真剣での戦い
映画テレビのドラマは時間的な制約があるから、仕方なく刀を抜いて数分のドタバタで終わってしまう。カミソリのように鋭い日本刀は当たれば、大怪我である。そう容易に攻め込めない。攻める呼吸、間、気合などが問題になるのはそういった現実から来ている。
会津戦争のときに、農民が、武士同士の切り合いを目撃している。互いに向かい合いながら睨み合いが続いた。刀を構えたまま、長い時間がかかり、互いに息を吸ったり吐いたりしていたが、突然互いが同時に切り込んで、片方が倒れたという。
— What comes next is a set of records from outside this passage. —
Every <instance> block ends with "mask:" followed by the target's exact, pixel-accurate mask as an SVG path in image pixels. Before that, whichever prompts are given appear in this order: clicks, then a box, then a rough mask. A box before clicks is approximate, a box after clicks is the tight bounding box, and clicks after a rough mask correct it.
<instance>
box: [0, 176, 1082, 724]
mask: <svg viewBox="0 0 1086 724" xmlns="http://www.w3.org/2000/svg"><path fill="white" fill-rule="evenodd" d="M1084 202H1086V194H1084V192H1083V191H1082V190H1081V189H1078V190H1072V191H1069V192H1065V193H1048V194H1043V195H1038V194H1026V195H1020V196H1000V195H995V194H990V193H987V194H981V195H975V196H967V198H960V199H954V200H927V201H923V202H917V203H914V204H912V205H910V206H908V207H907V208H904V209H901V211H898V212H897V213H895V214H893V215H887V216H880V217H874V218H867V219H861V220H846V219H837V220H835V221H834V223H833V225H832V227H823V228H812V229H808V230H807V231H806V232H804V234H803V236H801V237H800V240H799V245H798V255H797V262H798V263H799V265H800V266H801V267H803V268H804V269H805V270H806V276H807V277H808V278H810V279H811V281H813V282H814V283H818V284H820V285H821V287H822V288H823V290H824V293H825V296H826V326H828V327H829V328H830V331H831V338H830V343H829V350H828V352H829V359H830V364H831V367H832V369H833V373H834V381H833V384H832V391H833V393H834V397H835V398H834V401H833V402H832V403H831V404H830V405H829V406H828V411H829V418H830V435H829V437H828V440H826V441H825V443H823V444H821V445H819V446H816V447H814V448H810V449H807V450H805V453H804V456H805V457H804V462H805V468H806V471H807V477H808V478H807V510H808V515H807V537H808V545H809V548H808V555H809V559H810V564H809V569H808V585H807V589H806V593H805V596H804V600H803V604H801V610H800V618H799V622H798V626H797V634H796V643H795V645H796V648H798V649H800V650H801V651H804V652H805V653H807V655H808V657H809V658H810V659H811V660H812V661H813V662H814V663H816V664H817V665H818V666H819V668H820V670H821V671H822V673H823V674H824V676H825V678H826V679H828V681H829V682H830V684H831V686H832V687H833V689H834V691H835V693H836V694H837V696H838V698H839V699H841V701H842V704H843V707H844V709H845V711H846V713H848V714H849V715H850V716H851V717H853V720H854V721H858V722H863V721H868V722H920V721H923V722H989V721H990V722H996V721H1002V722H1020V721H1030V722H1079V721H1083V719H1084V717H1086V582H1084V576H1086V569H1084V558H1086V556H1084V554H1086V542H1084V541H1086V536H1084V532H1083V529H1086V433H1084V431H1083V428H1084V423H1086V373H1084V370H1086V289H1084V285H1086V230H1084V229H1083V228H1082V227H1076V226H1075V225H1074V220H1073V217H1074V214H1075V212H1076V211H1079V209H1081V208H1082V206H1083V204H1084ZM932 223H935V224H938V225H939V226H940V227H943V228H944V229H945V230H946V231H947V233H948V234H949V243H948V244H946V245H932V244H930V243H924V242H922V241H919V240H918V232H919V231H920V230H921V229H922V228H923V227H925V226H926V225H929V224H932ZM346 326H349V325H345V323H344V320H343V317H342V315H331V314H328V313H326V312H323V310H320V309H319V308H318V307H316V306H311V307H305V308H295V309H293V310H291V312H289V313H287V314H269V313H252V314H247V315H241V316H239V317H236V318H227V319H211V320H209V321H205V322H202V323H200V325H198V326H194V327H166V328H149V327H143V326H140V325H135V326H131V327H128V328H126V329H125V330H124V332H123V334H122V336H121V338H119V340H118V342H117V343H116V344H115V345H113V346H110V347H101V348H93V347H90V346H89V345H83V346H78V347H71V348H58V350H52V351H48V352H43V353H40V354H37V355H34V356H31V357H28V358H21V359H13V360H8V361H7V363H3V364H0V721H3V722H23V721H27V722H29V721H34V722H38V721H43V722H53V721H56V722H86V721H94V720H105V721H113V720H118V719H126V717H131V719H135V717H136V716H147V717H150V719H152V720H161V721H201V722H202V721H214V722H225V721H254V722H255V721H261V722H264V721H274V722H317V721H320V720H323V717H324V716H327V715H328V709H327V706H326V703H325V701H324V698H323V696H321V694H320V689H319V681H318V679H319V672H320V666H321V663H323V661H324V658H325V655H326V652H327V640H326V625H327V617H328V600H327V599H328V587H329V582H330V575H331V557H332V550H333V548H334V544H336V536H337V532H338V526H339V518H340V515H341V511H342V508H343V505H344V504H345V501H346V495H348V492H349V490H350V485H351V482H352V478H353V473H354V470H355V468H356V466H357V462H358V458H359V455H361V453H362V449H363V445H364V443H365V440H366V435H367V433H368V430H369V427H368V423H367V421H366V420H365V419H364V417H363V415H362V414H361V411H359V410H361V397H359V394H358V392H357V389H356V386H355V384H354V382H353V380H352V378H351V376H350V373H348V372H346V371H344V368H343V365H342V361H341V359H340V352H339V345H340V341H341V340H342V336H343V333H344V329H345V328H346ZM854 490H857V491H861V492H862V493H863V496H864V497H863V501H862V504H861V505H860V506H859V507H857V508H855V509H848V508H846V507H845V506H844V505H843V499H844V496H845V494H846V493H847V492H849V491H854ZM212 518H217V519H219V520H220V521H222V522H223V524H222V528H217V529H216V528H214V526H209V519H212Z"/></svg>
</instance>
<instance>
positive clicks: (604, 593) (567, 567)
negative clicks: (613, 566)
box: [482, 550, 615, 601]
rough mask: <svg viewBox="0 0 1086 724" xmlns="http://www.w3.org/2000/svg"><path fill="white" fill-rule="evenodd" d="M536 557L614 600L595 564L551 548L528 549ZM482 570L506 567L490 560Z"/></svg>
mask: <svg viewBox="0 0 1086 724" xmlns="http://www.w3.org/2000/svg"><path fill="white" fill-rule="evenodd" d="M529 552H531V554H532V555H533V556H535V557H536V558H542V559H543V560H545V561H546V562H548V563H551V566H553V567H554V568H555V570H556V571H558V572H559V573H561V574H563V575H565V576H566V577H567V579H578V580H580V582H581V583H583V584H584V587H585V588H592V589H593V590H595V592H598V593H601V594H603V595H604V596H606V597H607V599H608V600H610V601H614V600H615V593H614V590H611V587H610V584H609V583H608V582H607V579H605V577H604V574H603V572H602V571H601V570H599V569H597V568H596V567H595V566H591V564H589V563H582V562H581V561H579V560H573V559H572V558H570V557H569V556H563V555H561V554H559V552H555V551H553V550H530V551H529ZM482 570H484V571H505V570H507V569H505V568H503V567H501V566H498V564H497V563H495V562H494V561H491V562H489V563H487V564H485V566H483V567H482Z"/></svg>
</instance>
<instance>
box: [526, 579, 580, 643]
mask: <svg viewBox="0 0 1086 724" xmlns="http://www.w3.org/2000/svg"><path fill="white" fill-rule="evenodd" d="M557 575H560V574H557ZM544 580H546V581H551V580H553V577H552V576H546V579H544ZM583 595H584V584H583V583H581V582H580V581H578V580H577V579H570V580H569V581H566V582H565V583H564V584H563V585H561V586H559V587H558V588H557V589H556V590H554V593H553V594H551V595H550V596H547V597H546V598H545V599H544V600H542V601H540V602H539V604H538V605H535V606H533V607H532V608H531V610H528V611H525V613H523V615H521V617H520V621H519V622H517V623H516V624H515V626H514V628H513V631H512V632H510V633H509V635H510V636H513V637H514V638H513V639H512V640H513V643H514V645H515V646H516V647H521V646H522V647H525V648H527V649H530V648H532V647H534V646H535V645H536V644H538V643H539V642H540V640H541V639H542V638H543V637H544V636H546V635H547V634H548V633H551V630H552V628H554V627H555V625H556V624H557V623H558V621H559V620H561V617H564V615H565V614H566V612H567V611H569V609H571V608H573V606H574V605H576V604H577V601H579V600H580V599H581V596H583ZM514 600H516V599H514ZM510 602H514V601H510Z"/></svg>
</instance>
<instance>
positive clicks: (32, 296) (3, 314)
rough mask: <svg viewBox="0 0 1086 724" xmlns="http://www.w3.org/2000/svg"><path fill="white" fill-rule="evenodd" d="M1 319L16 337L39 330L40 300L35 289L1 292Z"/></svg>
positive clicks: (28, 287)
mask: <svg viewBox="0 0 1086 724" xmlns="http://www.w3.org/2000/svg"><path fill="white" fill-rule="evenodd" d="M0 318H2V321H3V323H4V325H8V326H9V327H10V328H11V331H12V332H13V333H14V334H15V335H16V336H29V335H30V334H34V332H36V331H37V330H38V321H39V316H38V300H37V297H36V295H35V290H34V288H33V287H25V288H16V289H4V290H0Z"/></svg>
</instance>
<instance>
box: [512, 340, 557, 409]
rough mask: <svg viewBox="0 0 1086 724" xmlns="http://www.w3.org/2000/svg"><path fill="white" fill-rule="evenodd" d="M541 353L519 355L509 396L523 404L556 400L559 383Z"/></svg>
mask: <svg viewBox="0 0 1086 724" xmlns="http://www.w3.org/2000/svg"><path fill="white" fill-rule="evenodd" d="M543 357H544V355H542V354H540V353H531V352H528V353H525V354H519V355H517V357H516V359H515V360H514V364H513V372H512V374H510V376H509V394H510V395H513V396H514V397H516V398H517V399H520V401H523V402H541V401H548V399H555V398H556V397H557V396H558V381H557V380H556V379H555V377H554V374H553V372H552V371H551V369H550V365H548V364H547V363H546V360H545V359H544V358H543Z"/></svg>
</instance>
それで全てが終わった。刀で受けたり、払ったりということは無かったそうである。直心影流で、呼吸を大事にして、息を腹式で取り込む稽古が中心であるが、まさに真剣勝負の理にかなった稽古なのである。
証言が残っている切り合いで有名なのが、桜田門外の変であった。突然の事で井伊大老側は相当に面食らったらしく、皆興奮して刀の鍔で撃ち込みを凌ぎ、組み合ったままワイワイやっていた。そのときに、手の指や耳などが削ぎ落されたり、腕を落とされたり、凄惨な感じだったそうである。ある、剣の達人が守る側にいて、上段に構えて威圧していたが、数人の水戸浪士に取り囲まれ、一度にかかられて切られてしまった。
なかなか、時代劇のような殺陣にはならないんだそうで、あれは、ちゃんばらダンスにすぎないということだ。